This shift can be measured by the change in dynamic between gay men and straight women. We have moved beyond the era of the “f@g hag,” the insecure straight woman who–due to fraught relationships with straight men or her daddy issues–clings to her Gay Best Friend. For her, the GBF is a mere tool, a plaything upon which she projects her need for male attention, a source of affirmation and entertainment. The hag-GBF dynamic remains stuck in the womb, characterized by their mutual infantilization and enmeshment.

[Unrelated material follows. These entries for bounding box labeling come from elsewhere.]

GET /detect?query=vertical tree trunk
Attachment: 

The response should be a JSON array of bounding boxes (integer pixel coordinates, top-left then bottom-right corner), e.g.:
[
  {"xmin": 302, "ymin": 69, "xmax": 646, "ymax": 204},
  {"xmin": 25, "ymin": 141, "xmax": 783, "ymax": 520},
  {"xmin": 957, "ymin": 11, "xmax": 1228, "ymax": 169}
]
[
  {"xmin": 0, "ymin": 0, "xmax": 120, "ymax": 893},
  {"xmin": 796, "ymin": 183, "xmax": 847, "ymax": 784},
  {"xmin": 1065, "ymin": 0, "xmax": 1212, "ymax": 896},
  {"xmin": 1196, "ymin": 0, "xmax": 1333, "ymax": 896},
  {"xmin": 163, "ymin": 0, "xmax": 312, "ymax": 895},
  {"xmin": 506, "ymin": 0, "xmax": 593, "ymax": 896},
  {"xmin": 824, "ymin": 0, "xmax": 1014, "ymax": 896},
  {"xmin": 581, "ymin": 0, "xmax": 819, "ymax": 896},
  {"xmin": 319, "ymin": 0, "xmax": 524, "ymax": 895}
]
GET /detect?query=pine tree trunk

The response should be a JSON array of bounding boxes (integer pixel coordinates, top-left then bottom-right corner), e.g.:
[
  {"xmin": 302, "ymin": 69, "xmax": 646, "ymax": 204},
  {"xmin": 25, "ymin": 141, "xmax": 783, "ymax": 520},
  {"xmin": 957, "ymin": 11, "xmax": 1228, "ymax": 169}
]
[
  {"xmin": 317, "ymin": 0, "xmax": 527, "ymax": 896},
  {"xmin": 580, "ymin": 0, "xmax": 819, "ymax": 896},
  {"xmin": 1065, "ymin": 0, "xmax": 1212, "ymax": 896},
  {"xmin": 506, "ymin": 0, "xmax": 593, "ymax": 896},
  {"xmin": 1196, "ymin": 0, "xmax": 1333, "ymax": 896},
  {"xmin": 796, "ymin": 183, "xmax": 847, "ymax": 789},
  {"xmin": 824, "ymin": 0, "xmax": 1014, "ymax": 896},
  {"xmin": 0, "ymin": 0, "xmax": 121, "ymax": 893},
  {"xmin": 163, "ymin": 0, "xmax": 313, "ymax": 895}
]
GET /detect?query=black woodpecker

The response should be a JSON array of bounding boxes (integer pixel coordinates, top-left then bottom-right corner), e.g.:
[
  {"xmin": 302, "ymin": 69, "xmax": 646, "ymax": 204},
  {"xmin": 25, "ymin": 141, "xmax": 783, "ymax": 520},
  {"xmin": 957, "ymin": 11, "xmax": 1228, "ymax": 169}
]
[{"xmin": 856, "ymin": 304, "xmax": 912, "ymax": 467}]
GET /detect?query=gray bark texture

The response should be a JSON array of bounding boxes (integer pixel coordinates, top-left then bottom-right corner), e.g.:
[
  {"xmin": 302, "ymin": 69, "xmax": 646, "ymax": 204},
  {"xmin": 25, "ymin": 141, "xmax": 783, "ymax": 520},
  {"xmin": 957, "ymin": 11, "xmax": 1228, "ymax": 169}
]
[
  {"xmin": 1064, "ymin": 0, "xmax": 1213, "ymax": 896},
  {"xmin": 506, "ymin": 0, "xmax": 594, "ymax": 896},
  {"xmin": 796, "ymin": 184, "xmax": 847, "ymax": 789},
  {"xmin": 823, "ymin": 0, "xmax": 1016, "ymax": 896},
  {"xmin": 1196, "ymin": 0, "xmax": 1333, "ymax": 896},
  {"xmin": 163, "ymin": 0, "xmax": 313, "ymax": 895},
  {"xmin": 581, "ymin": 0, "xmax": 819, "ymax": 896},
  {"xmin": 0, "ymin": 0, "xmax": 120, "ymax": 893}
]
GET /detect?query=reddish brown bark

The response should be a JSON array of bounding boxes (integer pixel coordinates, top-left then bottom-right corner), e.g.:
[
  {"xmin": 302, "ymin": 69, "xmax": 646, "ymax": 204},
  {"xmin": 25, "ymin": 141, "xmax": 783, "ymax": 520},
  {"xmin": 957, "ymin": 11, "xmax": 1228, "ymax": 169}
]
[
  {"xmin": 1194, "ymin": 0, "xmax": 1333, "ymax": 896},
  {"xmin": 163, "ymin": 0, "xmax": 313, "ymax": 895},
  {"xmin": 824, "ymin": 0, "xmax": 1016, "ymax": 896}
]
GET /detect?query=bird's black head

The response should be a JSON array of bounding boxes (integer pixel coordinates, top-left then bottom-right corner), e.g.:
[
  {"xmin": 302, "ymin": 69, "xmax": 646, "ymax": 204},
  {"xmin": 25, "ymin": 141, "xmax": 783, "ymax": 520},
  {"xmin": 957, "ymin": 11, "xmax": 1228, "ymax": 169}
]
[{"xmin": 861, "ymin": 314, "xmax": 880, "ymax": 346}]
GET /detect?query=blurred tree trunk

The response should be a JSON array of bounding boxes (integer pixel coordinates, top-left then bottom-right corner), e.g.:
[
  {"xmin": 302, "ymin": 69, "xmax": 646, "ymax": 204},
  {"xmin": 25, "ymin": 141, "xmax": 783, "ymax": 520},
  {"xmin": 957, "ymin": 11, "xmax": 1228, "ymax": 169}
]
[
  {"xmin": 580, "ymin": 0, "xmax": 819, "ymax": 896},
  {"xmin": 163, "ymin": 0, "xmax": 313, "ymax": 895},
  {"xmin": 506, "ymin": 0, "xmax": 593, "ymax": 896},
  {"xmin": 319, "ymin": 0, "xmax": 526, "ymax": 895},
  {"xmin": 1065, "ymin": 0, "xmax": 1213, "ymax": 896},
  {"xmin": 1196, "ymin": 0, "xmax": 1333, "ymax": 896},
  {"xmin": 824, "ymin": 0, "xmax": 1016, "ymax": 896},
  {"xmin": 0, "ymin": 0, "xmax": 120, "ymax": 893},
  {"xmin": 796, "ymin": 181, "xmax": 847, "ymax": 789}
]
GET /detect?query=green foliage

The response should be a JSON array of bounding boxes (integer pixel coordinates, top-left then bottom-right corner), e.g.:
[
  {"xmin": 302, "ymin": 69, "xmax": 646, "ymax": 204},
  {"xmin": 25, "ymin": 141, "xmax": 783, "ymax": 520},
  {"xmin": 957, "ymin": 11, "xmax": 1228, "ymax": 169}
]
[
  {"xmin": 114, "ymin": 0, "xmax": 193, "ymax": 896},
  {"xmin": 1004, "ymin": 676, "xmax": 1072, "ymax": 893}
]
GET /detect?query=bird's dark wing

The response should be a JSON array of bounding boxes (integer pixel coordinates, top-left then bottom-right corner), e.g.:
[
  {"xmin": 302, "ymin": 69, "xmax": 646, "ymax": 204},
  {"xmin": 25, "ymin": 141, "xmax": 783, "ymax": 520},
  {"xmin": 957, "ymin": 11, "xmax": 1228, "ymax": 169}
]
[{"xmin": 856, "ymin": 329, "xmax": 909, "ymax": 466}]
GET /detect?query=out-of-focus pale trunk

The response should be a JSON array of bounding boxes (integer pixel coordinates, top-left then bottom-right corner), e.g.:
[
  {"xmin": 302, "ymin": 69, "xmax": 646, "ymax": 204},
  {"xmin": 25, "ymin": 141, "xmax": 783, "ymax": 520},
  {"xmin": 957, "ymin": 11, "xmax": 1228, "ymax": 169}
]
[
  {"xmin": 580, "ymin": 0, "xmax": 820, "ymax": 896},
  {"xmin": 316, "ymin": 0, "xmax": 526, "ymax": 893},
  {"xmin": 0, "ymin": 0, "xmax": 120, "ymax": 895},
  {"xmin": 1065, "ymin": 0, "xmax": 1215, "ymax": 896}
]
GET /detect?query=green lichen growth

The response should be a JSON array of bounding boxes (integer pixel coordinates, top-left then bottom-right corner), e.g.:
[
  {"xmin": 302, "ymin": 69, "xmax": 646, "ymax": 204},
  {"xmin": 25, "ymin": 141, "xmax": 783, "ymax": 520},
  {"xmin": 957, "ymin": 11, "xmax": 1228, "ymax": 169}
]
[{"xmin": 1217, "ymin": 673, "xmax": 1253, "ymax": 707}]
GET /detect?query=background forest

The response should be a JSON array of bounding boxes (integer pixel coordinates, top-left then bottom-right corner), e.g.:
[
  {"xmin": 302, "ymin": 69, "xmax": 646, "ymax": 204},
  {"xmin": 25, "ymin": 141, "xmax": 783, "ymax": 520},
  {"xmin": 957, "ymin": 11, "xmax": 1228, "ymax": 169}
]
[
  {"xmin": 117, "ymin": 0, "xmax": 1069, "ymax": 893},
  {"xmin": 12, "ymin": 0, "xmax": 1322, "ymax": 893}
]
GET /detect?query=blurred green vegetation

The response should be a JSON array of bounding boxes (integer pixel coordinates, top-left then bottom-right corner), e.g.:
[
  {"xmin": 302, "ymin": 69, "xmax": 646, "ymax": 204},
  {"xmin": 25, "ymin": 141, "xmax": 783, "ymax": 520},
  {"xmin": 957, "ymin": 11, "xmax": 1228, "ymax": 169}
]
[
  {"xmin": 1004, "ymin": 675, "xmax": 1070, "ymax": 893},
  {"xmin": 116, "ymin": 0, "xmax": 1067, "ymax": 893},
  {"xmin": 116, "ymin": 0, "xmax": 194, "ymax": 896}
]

The hag gives her GBF an excuse to evade maturing, from entering into the phallic phase of development, giving him license to absolve himself of his own responsibility. To the hag, her GBF was “born this way”–case closed. A perpetual victim, his suffering is always the fault of someone else–heteronormativity, toxic masculinity, Cardinal O’Connor…take your pick–and his only hope is to depend on the protective power of the gynocratic bureaucracies who–with their seemingly limitless powers–can promise to make “it get better.”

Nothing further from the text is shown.